[Top][All Lists]
[Date Prev][Date Next][Thread Prev][Thread Next][Date Index][Thread Index]
Re: [libextractor] Solaris, iconv and libextractor
From: |
Christian Grothoff |
Subject: |
Re: [libextractor] Solaris, iconv and libextractor |
Date: |
Tue, 11 Apr 2006 18:45:37 -0700 |
User-agent: |
KMail/1.9.1 |
I don't know if UNICODE vs. UTF-16 makes a difference (couldn't find anything
on-line); so I've put in an #ifdef SOLARIS for now. In general, the entire
PDF plugin is scheduled for slaughter (to be replaced with code not based on
xpdf), so while I agree that the rest of the code is suboptimal, I don't see
a reason to fix it at this point.
If you have any insights as to what is the exact encoding used by PDF here (in
particular wrt to the iconv conversion call), please let me know.
Christian
On Tuesday 11 April 2006 07:31, Michał Kowalczuk wrote:
> I had another problem under Solaris.

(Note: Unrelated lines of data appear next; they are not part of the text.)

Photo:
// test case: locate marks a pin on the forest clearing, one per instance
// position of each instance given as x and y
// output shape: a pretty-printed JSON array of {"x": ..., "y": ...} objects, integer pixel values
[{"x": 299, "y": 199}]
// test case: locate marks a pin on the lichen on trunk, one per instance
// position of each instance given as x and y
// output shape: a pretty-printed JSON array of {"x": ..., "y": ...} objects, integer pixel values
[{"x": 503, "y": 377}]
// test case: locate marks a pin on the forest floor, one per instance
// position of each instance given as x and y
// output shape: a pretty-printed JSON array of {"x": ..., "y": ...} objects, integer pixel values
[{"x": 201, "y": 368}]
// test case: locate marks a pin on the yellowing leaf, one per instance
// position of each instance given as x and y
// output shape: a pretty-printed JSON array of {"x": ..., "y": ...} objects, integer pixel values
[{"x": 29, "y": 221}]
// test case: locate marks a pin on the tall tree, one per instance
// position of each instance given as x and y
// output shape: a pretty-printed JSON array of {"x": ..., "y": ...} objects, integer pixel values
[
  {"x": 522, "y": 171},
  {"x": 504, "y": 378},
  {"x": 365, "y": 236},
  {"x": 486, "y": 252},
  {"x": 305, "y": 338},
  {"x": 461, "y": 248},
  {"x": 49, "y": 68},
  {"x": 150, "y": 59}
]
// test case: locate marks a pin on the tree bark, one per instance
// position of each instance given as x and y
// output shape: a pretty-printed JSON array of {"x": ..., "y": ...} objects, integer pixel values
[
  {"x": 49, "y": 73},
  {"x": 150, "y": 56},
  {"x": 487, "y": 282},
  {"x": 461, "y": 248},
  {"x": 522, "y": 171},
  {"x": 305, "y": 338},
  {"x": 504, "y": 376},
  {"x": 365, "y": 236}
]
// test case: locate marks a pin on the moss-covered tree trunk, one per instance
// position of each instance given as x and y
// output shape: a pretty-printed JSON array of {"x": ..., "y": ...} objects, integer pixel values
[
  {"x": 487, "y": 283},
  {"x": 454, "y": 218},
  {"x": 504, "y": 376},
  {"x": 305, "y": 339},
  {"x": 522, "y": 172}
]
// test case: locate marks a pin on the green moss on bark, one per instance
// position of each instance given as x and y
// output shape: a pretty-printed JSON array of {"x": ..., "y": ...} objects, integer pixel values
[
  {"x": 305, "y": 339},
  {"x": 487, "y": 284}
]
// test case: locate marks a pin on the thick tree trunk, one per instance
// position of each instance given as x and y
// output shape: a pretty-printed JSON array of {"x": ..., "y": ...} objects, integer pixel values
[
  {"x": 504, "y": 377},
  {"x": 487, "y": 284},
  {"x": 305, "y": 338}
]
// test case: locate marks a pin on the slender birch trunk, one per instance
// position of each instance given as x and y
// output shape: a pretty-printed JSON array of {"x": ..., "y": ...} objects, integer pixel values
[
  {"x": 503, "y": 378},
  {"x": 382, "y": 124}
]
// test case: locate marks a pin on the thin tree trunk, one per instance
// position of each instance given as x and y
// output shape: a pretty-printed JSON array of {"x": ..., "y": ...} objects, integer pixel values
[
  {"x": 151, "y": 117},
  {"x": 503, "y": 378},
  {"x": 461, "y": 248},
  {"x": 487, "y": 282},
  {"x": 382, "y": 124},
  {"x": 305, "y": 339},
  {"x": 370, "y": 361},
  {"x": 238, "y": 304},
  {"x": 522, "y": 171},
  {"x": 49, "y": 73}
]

Sun libiconv doesn't support
> conversion from UNICODE to UTF-8. So convertToUtf8(u, 2, "UNICODE") invoked
> from printInfoString() in src/plugins/pdf/pdfextractor.cc fails. It has
> 2-byte, non-zero terminated string on input, so strdup() (called on iconv
> failure) from convertToUtf8() returns junk. As I checked, conversion from
> UTF-16 gives the same result under Linux (GNU libiconv) as conversion from
> UNICODE (I'm not sure if it is equivalent). Moreover, what is important to
> me, Sun libiconv supports convertion from UTF-16 to UTF-8.
>
> I don't really understand, why in printInfoString() 2-byte buffer is used
> for conversion. Isn't it easier to pass the whole (s+2), which is (len-2)
> bytes long, to convertToUtf8()? Less mallocs, less function calls.
>
> The same two things applies also to printInfoDate() in the same file.